Major rule changes for estates and complexes in South Africa
Major changes affecting property owners and tenants in estates and complexes have been introduced, including rules on cannabis use, animal slaughter, domestic workers, evictions and short-term rentals.
These changes were contained under a directive the Community Schemes Ombud Service (CSOS) published in July. PayProp explained that, under this directive, schemes that have set “undesirable rules” must remove them.
Although the CSOS has not published a complete list, it has shared a few examples that may affect landlords, including –
- Rules requiring disputes between owners or between the owner and the body corporate are to be resolved through private arbitration
- Any rule that debits or charges members without either their consent or a ruling from a judge, adjudicator or arbitrator
- Rules preventing owners from choosing an alternative domicile in case they don’t reside in their unit
- Any rule under which the body corporate can force an owner to evict a tenant
Some rules affecting tenant behaviour must also be scrapped. For example, complexes may not prevent occupiers from eating on the common property.

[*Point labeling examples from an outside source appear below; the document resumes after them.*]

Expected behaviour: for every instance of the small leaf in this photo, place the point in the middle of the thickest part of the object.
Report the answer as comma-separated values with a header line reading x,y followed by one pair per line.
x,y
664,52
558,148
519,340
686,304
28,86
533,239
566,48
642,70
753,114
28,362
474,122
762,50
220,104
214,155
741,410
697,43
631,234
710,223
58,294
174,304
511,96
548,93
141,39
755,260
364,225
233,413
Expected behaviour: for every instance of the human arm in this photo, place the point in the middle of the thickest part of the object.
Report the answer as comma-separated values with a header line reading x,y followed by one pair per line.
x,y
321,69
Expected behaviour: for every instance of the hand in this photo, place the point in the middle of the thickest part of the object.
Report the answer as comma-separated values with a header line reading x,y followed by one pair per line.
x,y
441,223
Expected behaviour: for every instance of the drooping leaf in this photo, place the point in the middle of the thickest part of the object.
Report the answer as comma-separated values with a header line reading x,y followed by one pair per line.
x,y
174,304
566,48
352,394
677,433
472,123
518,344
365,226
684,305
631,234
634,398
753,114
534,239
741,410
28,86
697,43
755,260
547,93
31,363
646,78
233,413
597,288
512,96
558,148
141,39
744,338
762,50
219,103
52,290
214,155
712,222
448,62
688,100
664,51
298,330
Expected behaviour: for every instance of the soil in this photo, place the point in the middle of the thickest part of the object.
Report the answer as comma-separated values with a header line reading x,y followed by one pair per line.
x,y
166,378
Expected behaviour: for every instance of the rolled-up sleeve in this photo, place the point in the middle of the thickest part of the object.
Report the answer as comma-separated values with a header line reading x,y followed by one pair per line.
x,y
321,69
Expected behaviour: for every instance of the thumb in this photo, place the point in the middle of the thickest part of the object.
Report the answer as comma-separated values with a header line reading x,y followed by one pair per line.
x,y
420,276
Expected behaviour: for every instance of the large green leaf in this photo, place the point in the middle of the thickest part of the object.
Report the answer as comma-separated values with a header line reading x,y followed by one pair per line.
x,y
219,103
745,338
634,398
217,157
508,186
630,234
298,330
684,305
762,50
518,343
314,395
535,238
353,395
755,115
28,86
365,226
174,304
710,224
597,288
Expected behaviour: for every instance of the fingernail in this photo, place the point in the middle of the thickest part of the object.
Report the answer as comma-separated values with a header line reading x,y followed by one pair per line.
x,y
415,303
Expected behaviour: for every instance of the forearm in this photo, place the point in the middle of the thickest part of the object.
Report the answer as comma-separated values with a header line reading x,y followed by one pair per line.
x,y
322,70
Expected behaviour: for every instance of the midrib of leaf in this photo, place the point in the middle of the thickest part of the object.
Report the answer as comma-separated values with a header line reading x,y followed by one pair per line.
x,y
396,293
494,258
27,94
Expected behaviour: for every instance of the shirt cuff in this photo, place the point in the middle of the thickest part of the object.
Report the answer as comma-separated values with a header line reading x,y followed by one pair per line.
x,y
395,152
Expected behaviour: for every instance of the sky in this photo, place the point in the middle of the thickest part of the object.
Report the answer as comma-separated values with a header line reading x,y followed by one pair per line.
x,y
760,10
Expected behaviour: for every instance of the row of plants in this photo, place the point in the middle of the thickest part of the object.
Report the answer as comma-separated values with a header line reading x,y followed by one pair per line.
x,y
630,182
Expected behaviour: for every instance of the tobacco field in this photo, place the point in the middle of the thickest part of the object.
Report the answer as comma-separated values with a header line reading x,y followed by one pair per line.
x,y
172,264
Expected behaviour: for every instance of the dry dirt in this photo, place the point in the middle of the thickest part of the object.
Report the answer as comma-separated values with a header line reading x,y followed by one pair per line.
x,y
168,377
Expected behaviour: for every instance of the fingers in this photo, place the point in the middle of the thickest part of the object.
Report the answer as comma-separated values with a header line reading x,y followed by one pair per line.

However, schemes may still prohibit the consumption of alcohol or any intoxicating substances in the common property.
The CSOS also held that complexes and estates may not prevent occupants from using or growing cannabis in their own units.
“The use or possession of cannabis by an adult in private for an adult’s personal consumption in private is permissible,” the directive stated.
They also may not prevent tenants from slaughtering animals for religious or cultural purposes, as this goes against the Constitution. However, estates and complexes may impose conditions for slaughter.
For example, tenants may be required to give two weeks’ written notice of the practice, specifying the time, place, type of animal to be slaughtered, and the details of the person registered to perform the slaughtering.
Failure to comply with the requirements set out above will entitle the body corporate to prevent the act of ritual or cultural slaughtering from taking place on the premises or penalising the owner with a fine.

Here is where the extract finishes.